Timodoro Saavedra fiel im 2. Weltkrieg. Einer alten Erzählung zufolge war sein Ruf als Fighter so gefürchtet, daß von den ca. 12 japanischen Soldaten, die ihn stellten, keiner zu einem offenen, ehrlichen Kampf bereit war (was so manchen Japaner vor ihnen das Leben gekostet hatte). So erschossen sie den umstellten Tiamodoro Saavedra von hinten.

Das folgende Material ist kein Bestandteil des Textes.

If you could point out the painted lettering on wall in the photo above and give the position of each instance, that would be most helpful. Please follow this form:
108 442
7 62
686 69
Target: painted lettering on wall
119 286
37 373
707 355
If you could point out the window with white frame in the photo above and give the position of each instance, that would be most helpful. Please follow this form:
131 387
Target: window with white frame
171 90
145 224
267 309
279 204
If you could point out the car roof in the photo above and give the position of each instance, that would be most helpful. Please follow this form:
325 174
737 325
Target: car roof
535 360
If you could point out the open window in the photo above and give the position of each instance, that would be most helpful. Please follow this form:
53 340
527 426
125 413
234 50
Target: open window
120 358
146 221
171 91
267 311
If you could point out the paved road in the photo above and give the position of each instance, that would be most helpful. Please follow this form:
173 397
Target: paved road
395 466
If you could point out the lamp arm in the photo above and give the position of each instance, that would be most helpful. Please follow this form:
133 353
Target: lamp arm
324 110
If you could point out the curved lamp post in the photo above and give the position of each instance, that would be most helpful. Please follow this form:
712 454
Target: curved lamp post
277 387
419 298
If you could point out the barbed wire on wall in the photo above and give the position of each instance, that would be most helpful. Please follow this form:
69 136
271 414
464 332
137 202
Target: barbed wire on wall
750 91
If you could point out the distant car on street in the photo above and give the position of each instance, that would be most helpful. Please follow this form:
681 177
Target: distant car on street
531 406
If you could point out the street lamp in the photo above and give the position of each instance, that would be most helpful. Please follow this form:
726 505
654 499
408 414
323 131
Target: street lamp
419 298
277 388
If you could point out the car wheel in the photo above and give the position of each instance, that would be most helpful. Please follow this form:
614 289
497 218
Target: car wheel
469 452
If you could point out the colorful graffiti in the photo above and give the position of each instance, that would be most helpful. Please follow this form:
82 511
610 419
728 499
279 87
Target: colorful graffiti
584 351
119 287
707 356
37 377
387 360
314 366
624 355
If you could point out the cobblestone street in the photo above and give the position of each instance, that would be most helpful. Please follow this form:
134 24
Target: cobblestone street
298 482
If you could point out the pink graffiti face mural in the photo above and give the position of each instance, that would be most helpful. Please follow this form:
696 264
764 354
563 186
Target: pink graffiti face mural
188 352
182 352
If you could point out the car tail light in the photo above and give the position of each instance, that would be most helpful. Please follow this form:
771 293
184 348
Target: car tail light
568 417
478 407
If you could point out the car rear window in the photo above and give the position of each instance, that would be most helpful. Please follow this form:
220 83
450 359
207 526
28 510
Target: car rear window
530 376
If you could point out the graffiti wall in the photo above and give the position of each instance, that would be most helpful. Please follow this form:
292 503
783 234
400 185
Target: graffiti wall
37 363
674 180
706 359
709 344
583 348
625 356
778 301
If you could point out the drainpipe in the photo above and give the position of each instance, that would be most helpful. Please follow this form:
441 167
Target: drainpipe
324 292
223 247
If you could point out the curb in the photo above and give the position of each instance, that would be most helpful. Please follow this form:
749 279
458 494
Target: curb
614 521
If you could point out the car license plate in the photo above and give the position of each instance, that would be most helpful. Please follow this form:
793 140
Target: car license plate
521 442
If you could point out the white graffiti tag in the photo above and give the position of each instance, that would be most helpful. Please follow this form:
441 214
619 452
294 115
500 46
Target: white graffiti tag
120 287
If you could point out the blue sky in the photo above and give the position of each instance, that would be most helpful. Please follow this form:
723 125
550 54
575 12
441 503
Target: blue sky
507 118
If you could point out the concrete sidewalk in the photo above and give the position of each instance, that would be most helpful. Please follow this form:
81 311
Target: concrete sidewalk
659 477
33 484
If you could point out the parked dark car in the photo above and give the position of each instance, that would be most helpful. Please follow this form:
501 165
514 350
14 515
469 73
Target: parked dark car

In der Zeit nach dem 2. Weltkrieg wurde Venancio Bacon immer berühmter. Seine Schüler waren dafür bekannt, knallharte, verwegene Fighter zu sein, die viel einstecken und fürchterlich aussteilen konnten. Dieser Ruf der Balintawak Schüler hat sich teilweise bis heute gehalten. Ich trainierte letztes Jahr in Berkeley, California, mit einem ausgezeichneten Lehrer für Tai Chi Chuan, Hsing-I Chuan und Bagua-Chang, der auch Stockkampf von Sonny Umpad gelernt hatte (Sonny Umpad lernte unter anderem auch Balintawak). Während eines freundschaftlichen Bare-Hands Sparrings mit dem Bagua Lehrer bekam ich „eins auf die Nase”, so daß diese leicht blutete. Einer der Umstehenden meinte, ob daß nicht etwas zu hart gewesen sei und noch bevor ich antworten konnte, meinte der Bagua Lehrer lapidar: „Hey, das ist ein Balintawak-Instructor…” (meiner Freundschaft mit dem Bagua-Lehrer schadete dieser Vorfall übrigens nicht im Geringsten).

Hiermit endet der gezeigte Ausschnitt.